The Use of Vitamin E for Prevention of Chemotherapy Induced Peripheral Neuropathy: A Phase III Double-Blind Placebo Controlled Study
18 Years
N/A
Both
Neurotoxicity, Unspecified Adult Solid Tumor, Protocol Specific
Trial Information
The Use of Vitamin E for Prevention of Chemotherapy Induced Peripheral Neuropathy: A Phase III Double-Blind Placebo Controlled Study
OBJECTIVES:
Primary
- Compare the incidence of chemotherapy-induced sensory peripheral neuropathy ≥ grade 2
in patients undergoing curative neurotoxic chemotherapy for cancer treated with vitamin
E vs placebo.
Secondary
- Compare the proportion of patients requiring dose reductions of chemotherapy secondary
to sensory peripheral neuropathy.
- Compare the proportion of patients stopping chemotherapy before treatment is complete
secondary to sensory peripheral neuropathy.
- Assess the toxicity of vitamin E in these patients.

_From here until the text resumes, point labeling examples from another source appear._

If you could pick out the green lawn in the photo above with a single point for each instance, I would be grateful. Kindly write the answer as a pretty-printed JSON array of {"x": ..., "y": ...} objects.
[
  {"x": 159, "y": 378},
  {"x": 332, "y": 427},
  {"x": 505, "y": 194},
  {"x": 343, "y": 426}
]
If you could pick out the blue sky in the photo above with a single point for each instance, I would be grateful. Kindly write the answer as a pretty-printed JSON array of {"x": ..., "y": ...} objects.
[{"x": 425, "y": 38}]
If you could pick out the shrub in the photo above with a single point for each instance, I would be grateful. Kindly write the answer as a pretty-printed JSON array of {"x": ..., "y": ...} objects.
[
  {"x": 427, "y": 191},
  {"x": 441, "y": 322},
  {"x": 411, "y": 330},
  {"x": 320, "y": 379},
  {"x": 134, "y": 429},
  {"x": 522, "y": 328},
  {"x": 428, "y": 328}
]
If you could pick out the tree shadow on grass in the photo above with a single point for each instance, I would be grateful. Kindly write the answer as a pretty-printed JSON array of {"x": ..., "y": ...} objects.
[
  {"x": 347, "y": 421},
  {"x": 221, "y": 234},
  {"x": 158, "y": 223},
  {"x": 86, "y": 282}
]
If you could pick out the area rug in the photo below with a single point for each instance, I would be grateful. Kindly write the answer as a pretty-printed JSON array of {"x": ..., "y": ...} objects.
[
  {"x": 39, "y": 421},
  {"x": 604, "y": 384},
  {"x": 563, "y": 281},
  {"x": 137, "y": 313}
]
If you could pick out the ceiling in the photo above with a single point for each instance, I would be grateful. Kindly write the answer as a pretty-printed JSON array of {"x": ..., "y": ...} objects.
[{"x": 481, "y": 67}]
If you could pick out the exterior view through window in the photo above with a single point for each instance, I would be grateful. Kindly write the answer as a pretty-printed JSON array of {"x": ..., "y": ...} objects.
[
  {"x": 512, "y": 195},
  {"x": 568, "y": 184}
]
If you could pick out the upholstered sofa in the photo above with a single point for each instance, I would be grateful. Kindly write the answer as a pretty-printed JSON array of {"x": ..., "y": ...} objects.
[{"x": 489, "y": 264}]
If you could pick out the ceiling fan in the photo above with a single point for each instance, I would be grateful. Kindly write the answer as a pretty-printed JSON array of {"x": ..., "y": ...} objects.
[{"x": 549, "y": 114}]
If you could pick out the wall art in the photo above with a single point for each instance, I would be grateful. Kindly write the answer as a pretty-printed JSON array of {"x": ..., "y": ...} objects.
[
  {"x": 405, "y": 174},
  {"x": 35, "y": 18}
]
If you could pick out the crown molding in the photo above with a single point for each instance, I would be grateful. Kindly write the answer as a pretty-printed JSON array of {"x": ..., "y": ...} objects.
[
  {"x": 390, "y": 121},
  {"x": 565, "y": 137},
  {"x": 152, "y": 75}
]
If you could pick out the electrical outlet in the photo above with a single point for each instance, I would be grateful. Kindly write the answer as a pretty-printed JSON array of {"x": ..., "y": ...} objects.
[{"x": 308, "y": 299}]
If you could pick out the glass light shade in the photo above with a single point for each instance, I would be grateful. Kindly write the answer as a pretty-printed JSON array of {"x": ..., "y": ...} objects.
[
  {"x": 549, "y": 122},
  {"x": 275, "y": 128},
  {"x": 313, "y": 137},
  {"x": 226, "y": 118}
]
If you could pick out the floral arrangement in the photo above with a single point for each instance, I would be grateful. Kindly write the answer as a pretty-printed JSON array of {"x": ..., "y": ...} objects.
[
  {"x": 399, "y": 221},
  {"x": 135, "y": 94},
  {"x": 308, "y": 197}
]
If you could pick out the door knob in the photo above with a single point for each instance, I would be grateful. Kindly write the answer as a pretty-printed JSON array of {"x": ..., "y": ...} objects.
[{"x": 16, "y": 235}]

OUTLINE: This is a randomized, double-blind, placebo-controlled, multicenter study. Patients
are stratified according to type of chemotherapy (taxane vs cisplatin vs carboplatin vs
oxaliplatin vs combination), age (≤ 50 years vs > 50 years), and gender. Patients are
randomized to 1 of 2 treatment arms.
- Arm I: Patients receive oral vitamin E twice daily beginning within 4 days of the start
of chemotherapy course 1 and continuing until 1 month after completion of chemotherapy.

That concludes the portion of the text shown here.